John Giles / PA / AP

Oil bubble bursts: Are low prices a crude awakening for climate activists?

Experts say that despite more money to invest in renewable energy sources, falling oil prices may take away incentives

As oil prices plummet, a world economy flooded with cheaper energy would seem to pose a serious threat to investment in renewable industries. While some experts say crude costs under $60 per barrel could scupper eco-friendly plans, others believe it could give them a boost.

Headlines around the world have heralded a new era for oil because of greater supply and weaker demand. Huge growth in shale oil production in North America has flooded the market, and European and Chinese consumption is down. But there are divergent views on what this means when it comes to investment in renewable projects. 

Some think the sudden drop in prices of oil and natural gas deals a serious blow to curbing climate change.

“The issue just disappears off the political radar screen,” said Henry Lee, director of the environment and natural resources program at Harvard University’s Belfer Center. “Energy is not considered a problem, with low prices and plenty available. Climate is an issue, but it’s one that [people feel they] can worry about it in the future.”

He said cheap oil also makes it less likely U.S. lawmakers will institute a carbon tax or incentivize the development of renewable energy technologies — both of which he said were crucial.

Average US crude oil and gasoline prices

Prices for crude oil and gas at the pump, in December 2014 dollars

Good and bad for renewables

But others said low oil prices could prove a boon to renewable development. Some $270 billion is invested annually in renewables now, a figure activists say needs to double globally for 2030 emission targets to be met.

"Low oil prices are a mixed bag, but one of the things they do is free up capital that can be invested in renewables,” said Jamie Henn, a spokesman for the climate advocacy group Those savings for petroleum-reliant countries and companies could be spent on long-term commitments to alternative resources that give off less carbon dioxide.

Henn said two other possible outcomes of low oil prices are a public more willing to accept a tax on carbon and a drop in oil industry profits, driving investors to renewable energies.

Maria van der Hoeven, head of the International Energy Agency, a Paris-based intergovernmental organization, called low oil prices a “golden opportunity” to make plans for renewable infrastructure development, including cutting incentives for hydrocarbon production and phasing out fossil fuel subsidies, according to Reuters. 

Despite advances, renewables account for only one-tenth of annual U.S. energy consumption.
Sean Gallup / Getty Images

But low prices at gas pumps could hamper that vision. The price of a gallon of gas dropped 2 cents a day during the last two weeks, to a five-year low of $2.48, giving the petroleum-dependent transportation and travel sectors a significant boost. For consumers, SUV sales are ticking upward, partly in response to cheaper fuel.

Overall, the picture is mixed. The use of renewable generating capacity (including hydroelectric, biomass and geothermal) continues to increase, but as a share of overall electricity production, natural gas growth has dominated the picture — largely thanks to the hydraulic fracturing boom reducing prices.

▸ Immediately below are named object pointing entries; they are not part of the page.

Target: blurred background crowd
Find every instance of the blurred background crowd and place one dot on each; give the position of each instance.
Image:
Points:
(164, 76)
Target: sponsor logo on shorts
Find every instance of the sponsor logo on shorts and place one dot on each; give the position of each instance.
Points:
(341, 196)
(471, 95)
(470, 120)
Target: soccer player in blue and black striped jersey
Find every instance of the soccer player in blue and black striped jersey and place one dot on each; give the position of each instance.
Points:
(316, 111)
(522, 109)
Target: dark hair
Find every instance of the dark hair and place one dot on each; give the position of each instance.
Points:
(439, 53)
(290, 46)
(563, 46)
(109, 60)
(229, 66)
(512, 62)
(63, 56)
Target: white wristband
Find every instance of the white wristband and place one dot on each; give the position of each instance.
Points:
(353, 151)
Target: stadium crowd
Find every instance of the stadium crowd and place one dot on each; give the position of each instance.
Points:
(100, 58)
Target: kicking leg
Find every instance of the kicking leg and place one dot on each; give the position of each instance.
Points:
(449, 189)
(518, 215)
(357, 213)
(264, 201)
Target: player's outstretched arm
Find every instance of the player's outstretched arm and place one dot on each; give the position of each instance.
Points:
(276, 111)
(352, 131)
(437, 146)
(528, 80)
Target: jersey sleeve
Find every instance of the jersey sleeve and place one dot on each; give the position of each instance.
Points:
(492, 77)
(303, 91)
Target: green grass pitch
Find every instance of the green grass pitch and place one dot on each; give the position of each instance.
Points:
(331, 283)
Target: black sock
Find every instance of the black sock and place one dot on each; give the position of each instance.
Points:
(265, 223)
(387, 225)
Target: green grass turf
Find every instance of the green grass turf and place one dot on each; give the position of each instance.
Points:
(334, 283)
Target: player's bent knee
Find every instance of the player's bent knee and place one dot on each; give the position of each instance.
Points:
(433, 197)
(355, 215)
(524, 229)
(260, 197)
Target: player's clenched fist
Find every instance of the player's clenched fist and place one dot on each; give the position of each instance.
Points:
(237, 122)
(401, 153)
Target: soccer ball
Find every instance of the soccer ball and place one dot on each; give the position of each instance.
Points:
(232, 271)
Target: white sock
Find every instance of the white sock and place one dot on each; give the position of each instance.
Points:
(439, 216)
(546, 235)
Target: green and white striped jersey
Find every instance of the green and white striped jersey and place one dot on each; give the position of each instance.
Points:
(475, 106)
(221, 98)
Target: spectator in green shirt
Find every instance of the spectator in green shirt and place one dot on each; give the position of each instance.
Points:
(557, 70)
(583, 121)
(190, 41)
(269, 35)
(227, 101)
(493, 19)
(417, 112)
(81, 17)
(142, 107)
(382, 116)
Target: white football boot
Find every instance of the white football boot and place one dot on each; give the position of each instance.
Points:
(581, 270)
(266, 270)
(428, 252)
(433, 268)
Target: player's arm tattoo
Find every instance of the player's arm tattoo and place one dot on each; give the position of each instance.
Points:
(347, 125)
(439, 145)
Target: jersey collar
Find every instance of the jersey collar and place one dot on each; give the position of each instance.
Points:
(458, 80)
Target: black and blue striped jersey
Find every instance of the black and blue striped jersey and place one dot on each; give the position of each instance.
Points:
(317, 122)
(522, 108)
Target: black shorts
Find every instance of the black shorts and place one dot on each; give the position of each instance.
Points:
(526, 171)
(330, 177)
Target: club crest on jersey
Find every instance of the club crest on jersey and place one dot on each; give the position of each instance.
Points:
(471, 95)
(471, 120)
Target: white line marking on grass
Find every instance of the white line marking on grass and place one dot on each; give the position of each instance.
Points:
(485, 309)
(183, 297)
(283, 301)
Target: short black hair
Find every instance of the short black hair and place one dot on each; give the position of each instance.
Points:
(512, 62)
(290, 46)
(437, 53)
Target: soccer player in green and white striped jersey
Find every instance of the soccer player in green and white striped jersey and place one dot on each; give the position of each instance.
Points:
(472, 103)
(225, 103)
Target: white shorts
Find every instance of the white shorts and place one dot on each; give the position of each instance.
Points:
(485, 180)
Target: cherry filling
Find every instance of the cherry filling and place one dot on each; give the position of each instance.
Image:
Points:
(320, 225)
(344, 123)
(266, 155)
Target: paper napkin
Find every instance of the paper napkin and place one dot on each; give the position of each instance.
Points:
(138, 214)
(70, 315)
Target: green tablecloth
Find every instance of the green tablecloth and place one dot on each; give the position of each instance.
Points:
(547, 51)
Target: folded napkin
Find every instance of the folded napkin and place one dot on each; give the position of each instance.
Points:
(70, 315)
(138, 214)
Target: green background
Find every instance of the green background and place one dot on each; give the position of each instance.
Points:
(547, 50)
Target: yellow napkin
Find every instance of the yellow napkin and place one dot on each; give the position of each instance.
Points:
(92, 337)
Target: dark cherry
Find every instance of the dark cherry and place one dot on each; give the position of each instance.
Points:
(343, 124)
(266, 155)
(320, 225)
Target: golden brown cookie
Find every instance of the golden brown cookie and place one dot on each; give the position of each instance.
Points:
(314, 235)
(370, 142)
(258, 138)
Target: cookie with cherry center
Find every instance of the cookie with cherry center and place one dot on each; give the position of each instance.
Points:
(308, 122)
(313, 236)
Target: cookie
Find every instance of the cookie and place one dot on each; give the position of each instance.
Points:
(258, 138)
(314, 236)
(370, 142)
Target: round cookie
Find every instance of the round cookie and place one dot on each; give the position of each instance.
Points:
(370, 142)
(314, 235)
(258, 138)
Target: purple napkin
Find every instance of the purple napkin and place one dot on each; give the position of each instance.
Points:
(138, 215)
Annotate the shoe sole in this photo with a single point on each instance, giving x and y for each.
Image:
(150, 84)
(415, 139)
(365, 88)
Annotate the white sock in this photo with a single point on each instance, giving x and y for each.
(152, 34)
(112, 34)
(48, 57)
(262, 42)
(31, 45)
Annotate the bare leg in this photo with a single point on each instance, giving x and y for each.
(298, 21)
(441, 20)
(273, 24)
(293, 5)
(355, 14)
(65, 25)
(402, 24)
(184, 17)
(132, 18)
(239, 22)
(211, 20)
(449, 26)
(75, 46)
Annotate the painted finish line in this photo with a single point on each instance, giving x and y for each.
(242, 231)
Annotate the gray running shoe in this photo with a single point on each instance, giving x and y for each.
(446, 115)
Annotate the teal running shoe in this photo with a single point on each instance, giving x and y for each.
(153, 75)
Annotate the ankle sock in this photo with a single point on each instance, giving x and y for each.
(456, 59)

At the same time, renewable energy sources are growing. A massive new photovoltaic installation in California is helping beat last year’s record for solar power generation. Alternative energy sources are gradually becoming more competitive, with solar projected to be as affordable as wind in the next decade.

And some advocates argue that regulatory difficulties, not low oil prices, are actually the biggest barrier to renewables growth.

Debating the geopolitics

For now, it looks likely the oil price slide will continue. OPEC appears unwilling to make any moves to tighten supply, with more than a million barrels of excess production each day.

Falling oil prices are having a profound geopolitical impact. Low-cost energy is theoretically good for any economy dependent on outside sources, and higher oil costs are associated with recessions in those countries. On the other hand, Russia, Iran and other net exporters like Nigeria and Venezuela suffer — needing to sell oil at $100 or more per barrel to keep budgets balanced.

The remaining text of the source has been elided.